Holy Week is a good time to face up to the question: Do we really believe in that story, or do we just like to hang out with nice people and listen to organ music? There are advantages, after all, to being in the neighborhood of people who love their neighbors. If your car won't start on a cold morning, you've got friends.
A year or so ago, I sat down and read the four Gospels in one fell swoop, and somehow the jaggedness of some of it shook my faith, which maybe was based more on visuals - Jesus tending his flock, and little children gathered at his knee, sunbeams bursting through storm clouds, and so forth - and then I read about how the early church cobbled the Scriptures together, which has to raise doubts in anyone's mind. The Jews got stone tablets and the Mormons arranged for an angel to bring them their holy text, but ours was hammered out through a long, contentious political process, sort of like the tax code, and that's something you don't care to know more about.
I don't doubt God's existence - there he is - but I doubt his interest in us right now, and I haven't the faintest idea what he wants from me.
So I sat and felt miserable. And then we had to chant the Psalm, which went, "I am in trouble, my life is wasted with grief and my years with sighing." Oh boy. David really gets into the blues, he is the Howlin' Wolf of the Chosen, and when he sings, "I have become a reproach even to my neighbors, a dismay to those of my acquaintance, when they see me in the street they avoid me," I know that feeling. The leper. The unbeliever. And that's how I felt when my fellow basses came up alongside and we put our backs to it and sang.

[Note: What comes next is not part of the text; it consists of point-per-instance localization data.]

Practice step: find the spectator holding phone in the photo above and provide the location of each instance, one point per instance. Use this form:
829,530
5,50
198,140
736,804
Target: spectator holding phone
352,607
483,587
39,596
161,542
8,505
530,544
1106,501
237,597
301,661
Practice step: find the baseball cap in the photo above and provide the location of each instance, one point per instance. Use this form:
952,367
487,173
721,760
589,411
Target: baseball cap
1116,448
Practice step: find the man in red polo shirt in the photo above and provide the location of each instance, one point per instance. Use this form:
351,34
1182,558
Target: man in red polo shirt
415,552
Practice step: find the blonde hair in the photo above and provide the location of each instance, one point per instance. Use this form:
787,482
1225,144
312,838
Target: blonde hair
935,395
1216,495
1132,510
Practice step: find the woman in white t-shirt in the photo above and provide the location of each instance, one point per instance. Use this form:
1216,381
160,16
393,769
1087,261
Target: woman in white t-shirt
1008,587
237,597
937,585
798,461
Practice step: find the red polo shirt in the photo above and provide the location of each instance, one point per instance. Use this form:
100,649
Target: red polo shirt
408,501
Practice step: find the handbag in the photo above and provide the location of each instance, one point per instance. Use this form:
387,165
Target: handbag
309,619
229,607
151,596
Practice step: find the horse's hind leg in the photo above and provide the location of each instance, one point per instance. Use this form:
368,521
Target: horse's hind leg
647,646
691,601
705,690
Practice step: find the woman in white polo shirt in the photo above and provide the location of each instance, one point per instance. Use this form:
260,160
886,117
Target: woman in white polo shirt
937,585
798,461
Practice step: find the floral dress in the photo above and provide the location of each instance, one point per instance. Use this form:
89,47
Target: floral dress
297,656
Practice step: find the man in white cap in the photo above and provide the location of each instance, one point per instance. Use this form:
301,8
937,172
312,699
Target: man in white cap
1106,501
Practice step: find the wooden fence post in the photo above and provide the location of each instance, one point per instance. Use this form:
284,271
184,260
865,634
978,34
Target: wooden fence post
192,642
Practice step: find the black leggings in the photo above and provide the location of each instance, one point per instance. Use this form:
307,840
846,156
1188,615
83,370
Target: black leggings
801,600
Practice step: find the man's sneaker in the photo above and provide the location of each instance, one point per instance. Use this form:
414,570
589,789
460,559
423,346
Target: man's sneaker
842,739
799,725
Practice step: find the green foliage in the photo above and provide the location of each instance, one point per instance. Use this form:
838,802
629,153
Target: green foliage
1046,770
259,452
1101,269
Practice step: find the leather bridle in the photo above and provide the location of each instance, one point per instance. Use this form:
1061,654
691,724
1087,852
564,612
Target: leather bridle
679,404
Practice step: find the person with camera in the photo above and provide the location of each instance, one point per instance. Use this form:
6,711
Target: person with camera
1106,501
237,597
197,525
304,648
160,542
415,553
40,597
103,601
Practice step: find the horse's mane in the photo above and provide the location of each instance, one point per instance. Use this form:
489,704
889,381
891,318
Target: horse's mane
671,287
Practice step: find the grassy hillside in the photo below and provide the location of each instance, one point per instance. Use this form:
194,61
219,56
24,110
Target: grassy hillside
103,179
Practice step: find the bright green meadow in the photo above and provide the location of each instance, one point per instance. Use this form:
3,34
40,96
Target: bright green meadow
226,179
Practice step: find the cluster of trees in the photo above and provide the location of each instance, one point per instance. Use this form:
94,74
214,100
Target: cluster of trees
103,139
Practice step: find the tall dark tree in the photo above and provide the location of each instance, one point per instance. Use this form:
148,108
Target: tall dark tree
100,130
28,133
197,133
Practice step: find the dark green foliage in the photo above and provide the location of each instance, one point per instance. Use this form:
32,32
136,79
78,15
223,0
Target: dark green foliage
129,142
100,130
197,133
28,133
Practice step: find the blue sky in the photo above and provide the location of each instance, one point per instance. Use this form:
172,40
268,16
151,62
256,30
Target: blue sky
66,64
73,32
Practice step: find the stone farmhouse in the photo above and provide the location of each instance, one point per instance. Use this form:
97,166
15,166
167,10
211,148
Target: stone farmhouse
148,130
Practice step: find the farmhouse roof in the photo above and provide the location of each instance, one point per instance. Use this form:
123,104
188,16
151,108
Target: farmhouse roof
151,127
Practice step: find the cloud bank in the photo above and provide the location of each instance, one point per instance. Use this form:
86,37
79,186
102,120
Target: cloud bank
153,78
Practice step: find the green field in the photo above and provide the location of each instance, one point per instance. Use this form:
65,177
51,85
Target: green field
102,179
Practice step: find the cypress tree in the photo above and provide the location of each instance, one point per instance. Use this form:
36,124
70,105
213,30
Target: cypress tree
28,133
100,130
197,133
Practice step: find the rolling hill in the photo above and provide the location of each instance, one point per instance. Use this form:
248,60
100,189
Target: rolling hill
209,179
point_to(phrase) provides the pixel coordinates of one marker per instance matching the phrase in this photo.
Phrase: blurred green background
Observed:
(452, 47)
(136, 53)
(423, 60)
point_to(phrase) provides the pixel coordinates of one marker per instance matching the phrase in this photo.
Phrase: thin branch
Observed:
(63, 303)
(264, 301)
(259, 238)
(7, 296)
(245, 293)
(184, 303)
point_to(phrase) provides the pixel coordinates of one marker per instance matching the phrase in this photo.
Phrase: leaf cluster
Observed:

There is comfort for the doubter in the Passion story. You are not alone. Jesus' cry from the cross was a cry of incredulity. The apostle denied even knowing Jesus three times. The guy spent years with Jesus, saw the miracles up close, the raising of Lazarus, the demons cast out, the sick healed, the water-walking trick, all of the special effects, but when the cards were down, he said, "Who? Me? No way."
He repented. I would too, but not quite yet.
Skepticism is a stimulant, not to be repressed. It is an antidote to smugness and the great glow of satisfaction one gains from being right. You know the self-righteous - I've been one myself - the little extra topspin they put on the truth, their ostentatious modesty, the pleasure they take in being beautifully modulated and cool and correct when others are falling apart. Jesus was rougher on those people than he was on the adulterers and prostitutes.
So I will sit in the doubter's chair for a while and see what is to be learned back there.